Ces objectifs mettent la pression sur la performance globale du système, plutôt que de multiplier les expérimentations ponctuelles. Si vous n’êtes pas en mesure d’exprimer ce qu’une refonte de workflow IA réussie apporte en termes business, alors la conception n’est pas prête.
Définissez clairement la frontière humain-IA
Toute refonte implique de répondre clairement à deux questions : que gère l’IA et que gèrent les humains ? Le principe de Catelan consiste à laisser l’IA structurer les signaux quantitatifs et faire remonter des insights, tandis que les humains gardent le jugement qualitatif et la décision finale.

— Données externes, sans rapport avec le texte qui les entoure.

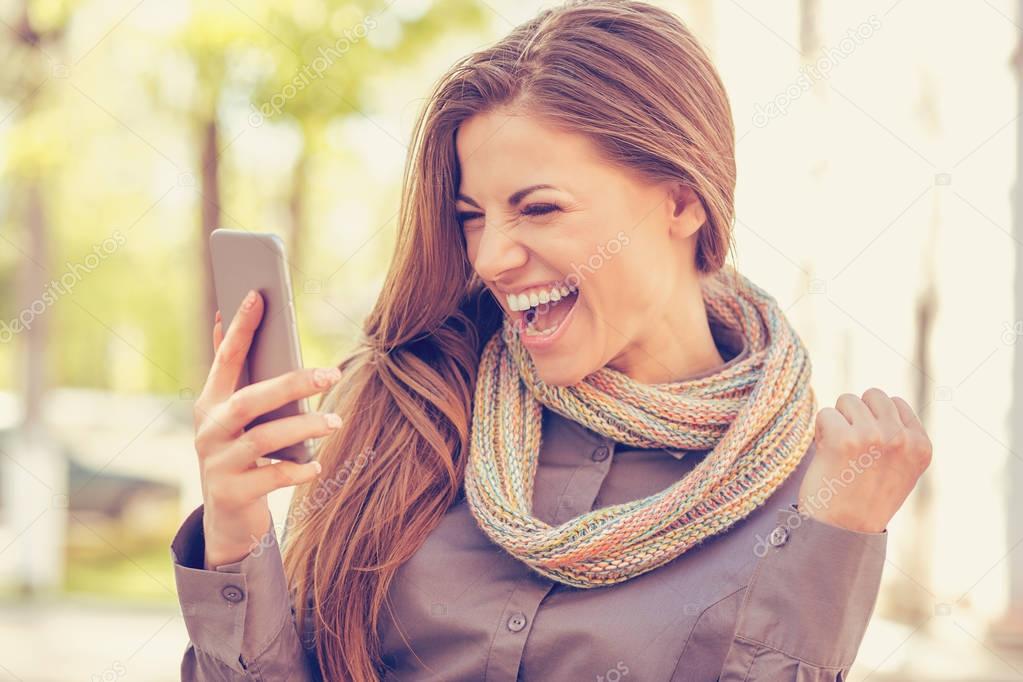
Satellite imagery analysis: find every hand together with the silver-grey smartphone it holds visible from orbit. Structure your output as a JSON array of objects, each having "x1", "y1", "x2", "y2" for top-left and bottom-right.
[{"x1": 194, "y1": 229, "x2": 341, "y2": 567}]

Cette frontière doit être documentée, partagée et revue au fur et à mesure que le système évolue. Sans cela, la responsabilité se dilue et on ne peut plus retracer l’origine des erreurs.
Intégrez la gouvernance avant de passer à l’échelle
Intégrez dès le départ dans l’architecture la capacité de reprise de contrôle humain, la surveillance des biais et de la dérive, ainsi qu’une responsabilité claire pour les résultats des modèles. Fouagou formalise les changements sous forme de politiques plutôt que de les laisser dans la pratique informelle.
La gouvernance ajoutée a posteriori tend à arriver une fois qu’un problème s’est déjà produit.
Considérez l’adoption comme un problème comportemental
L’observation 10/90 de Fouagou est l’étape que la plupart des organisations sautent complètement. Le déploiement technique et l’adoption humaine ne sont pas le même événement.
Séparez vos parties prenantes en segments. Identifiez où la résistance est probable et traitez-la avant le déploiement, pas pendant. Mesurez non seulement les gains d’efficacité mais aussi si le temps récupéré est réellement réinvesti dans du travail à plus forte valeur ajoutée.
Il existe un écart que la plupart des organisations n’ont pas encore envisagé. Il se situe entre les outils déployés et la logique décisionnelle laissée inchangée.
L’approche de Catelan concernant la préparation à l’IA mérite réflexion.
« Cela signifie se poser en permanence de meilleures questions », dit-elle. « Quels signaux sont importants, où l’incertitude existe-t-elle, et comment les données peuvent-elles éclairer le jugement humain. »
Les outils ont fait émerger la question. C’est le travail de conception qui lui apporte une réponse.